Among the new role assignments, it was extremely salutary for the piece that Herr Iffland himself took the role of Polonius, a role that is apparently the most difficult in the entire Hamlet and which we have never seen performed as well. It is, to be sure, difficult |347| to harmonize the minister and jester, the serious father and the actor who once played Brutus, and to perform the character from one piece. But Herr Iffland succeeded — as in everything he sets his mind to — in this as well, especially in the scene where he instructs the servant Reynaldo how he should observe his son, a scene that was obviously the triumph of his art.
[Here August Wilhelm Iffland, albeit not as Polonius, but as Franz Moor in Schiller’s play Die Räuber (Almanach für Theater und Theaterfreunde auf das Jahr 1807, plate 3):]
In the meantime, however, what Hamlet gained through this Polonius, it had to forfeit through such a Claudius as was performed for us here, and even more. It is hardly comprehensible how one can be so infatuated with one’s own mannerism — which is eternally and yet eternally again the same — that one has not the faintest sense for the meaning and spirit of the role. — What more can one way? The most irremediable shortcoming of any artist is — mannerism. — How everyone would like to have seen Herr Fleck in this role, and how salutary would that have been for the piece itself.
[Here Ferdinand Fleck ca. 1800 (Spemanns goldenes Buch des Theaters: Eine Hauskunde für Jedermann, ed. Rudolph Genée et al. (Berlin, Stuttgart 1902), following no. 245:]
Herr Bethmann was extremely pleasing as Fortinbras. It is precisely in this cordial disposition that we have always imagined the bold young prince.
[Here Heinrich Eduard Bethmann, later Friederike Unzelmann’s second husband:]
Little was done as regards external stage sets and props. In the scene where Hamlet holds up the pictures of her spouse to his mother, no large wall paintings were hanging in the background, unlike what Wilhelm Meister justifiably demands, [3] but rather a couple of small fragments positioned in the foreground — which wholly disrupted the effect. Here there was nothing to see of Jove’s countenance or Apollo’s locks. —
Thus concerning the first reappearance of Shakespeare on the premier stage of Germany.
Notes
[*] M., “Über die Aufführung des Hamlet. Nach A. W. Schlegels Übersetzung,” Jahrbücher für die preussische Monarchie unter der Regierung Friedrich Wilhelms des Dritten (1799) 3 (September, October, November, December), 337–47, here 341–47, 337–41 being a brief history of translations and performances of Shakespeare, with their advantages and shortcomings (especially concerning abridgement), in Germany. — Footnotes are those of the present editor. Back.

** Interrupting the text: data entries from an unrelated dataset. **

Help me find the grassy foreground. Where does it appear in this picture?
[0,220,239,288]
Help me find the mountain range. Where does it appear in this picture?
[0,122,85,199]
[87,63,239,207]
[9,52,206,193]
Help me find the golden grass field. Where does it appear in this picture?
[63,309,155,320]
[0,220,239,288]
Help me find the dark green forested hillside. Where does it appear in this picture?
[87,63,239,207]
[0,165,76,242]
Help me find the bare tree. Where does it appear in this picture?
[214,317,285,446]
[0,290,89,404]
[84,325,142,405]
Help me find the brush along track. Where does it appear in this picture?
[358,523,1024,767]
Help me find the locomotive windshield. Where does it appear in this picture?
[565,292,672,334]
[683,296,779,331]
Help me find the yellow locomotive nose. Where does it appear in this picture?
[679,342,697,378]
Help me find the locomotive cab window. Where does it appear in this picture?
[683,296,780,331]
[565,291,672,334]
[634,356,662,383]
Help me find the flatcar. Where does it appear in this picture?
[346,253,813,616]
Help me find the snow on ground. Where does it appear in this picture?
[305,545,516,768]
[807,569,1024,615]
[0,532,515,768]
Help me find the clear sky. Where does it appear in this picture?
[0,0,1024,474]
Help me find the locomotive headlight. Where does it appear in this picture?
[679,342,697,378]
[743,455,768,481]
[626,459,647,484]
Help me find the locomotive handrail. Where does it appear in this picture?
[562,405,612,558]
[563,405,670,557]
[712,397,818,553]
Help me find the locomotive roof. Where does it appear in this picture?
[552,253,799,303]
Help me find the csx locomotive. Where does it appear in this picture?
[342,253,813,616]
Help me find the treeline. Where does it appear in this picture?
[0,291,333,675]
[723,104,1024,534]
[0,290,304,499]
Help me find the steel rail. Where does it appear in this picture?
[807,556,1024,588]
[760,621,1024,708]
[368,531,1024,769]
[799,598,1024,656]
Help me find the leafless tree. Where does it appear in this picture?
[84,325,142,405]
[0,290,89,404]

[1] I.e., of the original point of departure for preceding adaptations. Back.
[2] Fr., here literally, “apart from the work.” Back.
[3] See Goethe, Wilhelm Meister’s Apprenticeship, trans. R. Dillon Boylan (London 1867), book 5, chapter 9:
But a great difficulty was presented by the two pictures, to which Hamlet refers in the passionate scene with his mother. “It seems to me,” said Wilhelm, “that they ought both to be displayed at full length in the background of the chamber, near the principal entrance. The elder King should be painted in full armour like the Ghost, and should hang at the side where the latter makes his appearance. I could wish that the figure assumed a commanding attitude, with the right hand extended, the face a little turned away, with a look directed over the shoulder, that it may perfectly resemble the Ghost at the very instant when the latter disappears through the door. It would produce a great effect if Hamlet at that moment should fix his eyes upon the Ghost, and the Queen should look upon the picture. The stepfather may appear in royal costume, but not in very rich attire.” Back.